Why jokes
Why can't gays drive faster than 68 mph?
Because at 69 they blow a rod.
Why do women have two sets of lips?
I kiss both.
The daughter walks up to her father and asks him, "Dad, can I ask you something?"
The father says, "Of course, what's your question?"
The daughter replies and asks, "How do you feel about abortion?"
The father says, "Why don't you ask your sister?"
The daughter replies, "I don't have a sis-"
I went to visit my friend who is a stand up comedian and I asked him, "Why do you have so much art supplies, clothing fabrics, and building supplies in your basement?"
He responded with, "I don't know what it is people think I need it all for, but almost every time I perform, people tell me I need new material!"
A teacher wanted to teach her students about self-esteem, so she asked anyone who thought they were stupid to stand up. One kid stood up, and the teacher was surprised. She didn’t think anyone would stand up, so she asked him, “Why did you stand up?” He answered, “I didn’t want to leave you standing up by yourself.”
Why are mountains 🏔 so funny? Because they’re hill areas, do you get it? They are hill areas, like a mountain is a hill area. It sounds like hilarious, so you get it.
Why is the orange 🍊 the fastest fruit?
Because it never runs out of juice.
Why does the orphan commit suicide to join the other side to see their parents?
Why do Asians excel at math?
Because their dog can never eat their homework.
Why can North Korea draw a straight line? Because they've got a supreme ruler.
Why did Princess Diana cross the road?
She forgot to put her seatbelt on.
Sans: Why couldn't the skeleton go to prom?
Papyrus: Why? AND YOU KNOW I HATE PUNS!
Sans: Because they had NO BODY to go with.
Papyrus: THAT IS ENOUGH!!!
Sans: Sorry, didn't mean to GET UNDER YOUR SKIN.
Papyrus: YOU HAVE MADE ME MAD TO THE BONE SANS......wait
Sans: ( ͡° ͜ʖ ͡°)
Q: Why did the emo kid get jealous on Xmas?
A: He saw the ornaments hanging.
Why can't orphans be gay?
Because they have no one to call "Daddy!"

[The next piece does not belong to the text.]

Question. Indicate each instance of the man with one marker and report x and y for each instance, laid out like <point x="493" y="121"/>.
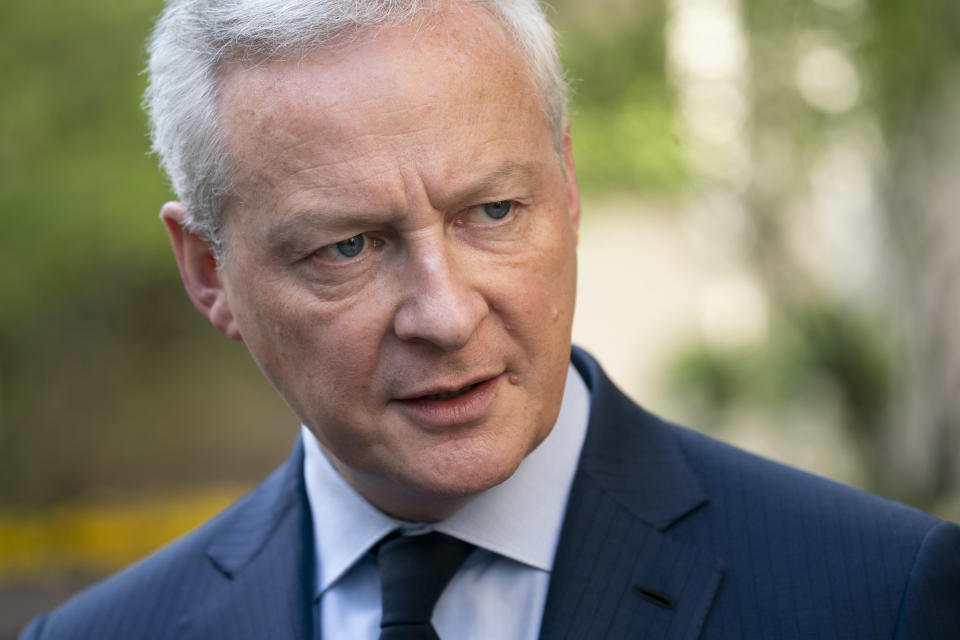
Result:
<point x="379" y="200"/>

Q: Why doesn't Jesus play hockey?
A: He hates getting nailed to the boards.
Why did the orphan rob a bank?
To be wanted.
Why were the Twin Towers angry?
They ordered pepperoni, but they only got plane.
A boy went to a doctor, and the doctor said, "I can't treat you." The boy asked why, and the doctor said, "Because I'm a family doctor."
Why did the dwarf get a job at Lidl?
Because every Lidl helps.
Why is it okay to hit an orphan?
It’s not like they can tell their parents.